Partai oposisi utama, Partai Rakyat Republikan (CHP), juga kehilangan anggotanya. Menurut laporanAFP, 11 anggota muda dari kota Malatya di wilayah Anatolia timur juga jadi korban tewas. Beberapa di antaranya sempat berfoto selfie bersama pemimpin CHP, Kemal Kilicdaroglu, di bandara Malatya.

Jelang pemilihan

Serangan bom bunuh diri ini memanaskan situasi politik di Turki yang tiga pekan mendatang (1 November) menggelar pemilihan parlemen kedua-yang diadakan kurang dari satu tahun. Pemilih pada Juni lalu menggembosi Partai Keadilan dan Pembangunan (AKP) dari mayoritas parlemen untuk kali pertama dalam 13 tahun terakhir, terutama karena khawatir dengan ambisi otoriter Presiden Erdogan. Serangan ini juga menyisakan pertanyaan, apakah pemilihan dapat digelar dengan aman?

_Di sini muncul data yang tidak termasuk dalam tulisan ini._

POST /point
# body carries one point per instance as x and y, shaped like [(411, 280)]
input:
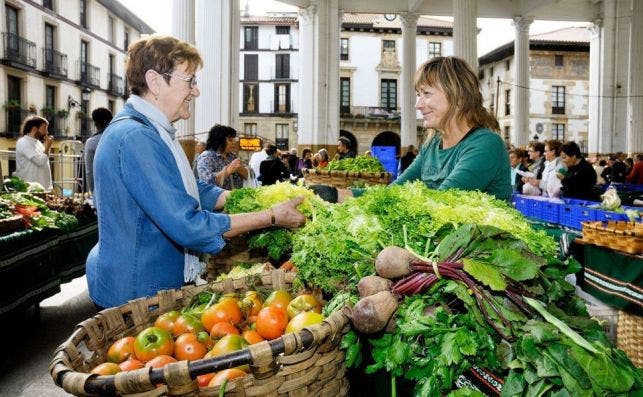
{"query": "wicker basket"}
[(630, 336), (344, 179), (617, 235), (233, 254), (307, 363)]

Partai HDP masuk parlemen untuk kali pertama dalam pemilihan dan menang di luar basis Kurdi. Partai berkuasa AKP menolak bernegosiasi dengan partai-partai oposisi yang mencari koalisi sehingga memungkinkan tenggat waktu membentuk pemerintahan terlewatkan. Itu memberi kesempatan kepada Erdogan untuk menggelar pemilihan, sementara pada saat yang sama dia melakukan kampanye buruk terhadap HDP dan meninggalkan pembicaraan damai dengan PKK.

PKK yang dicap sebagai organisasi teroris oleh Turki dan sekutu Baratnya sejak 1984 berjuang untuk bangsa Kurdi agar bisa menentukan nasib sendiri. Sejak itu, sudah 40.000 orang tewas akibat bentrokan itu.

Jika masa lalu adalah preseden, tulis The Wall Street Journal, insiden peledakan bom di Ankara akan memperkuat kecenderungan otokratis Erdogan. Pengguna media sosial Turki melaporkan bahwa mereka tak bisa mengakses Twitter dan Facebook pasca serangan bom. Pemerintah melarang televisi dan radio menyiarkan peristiwa ledakan bom tersebut.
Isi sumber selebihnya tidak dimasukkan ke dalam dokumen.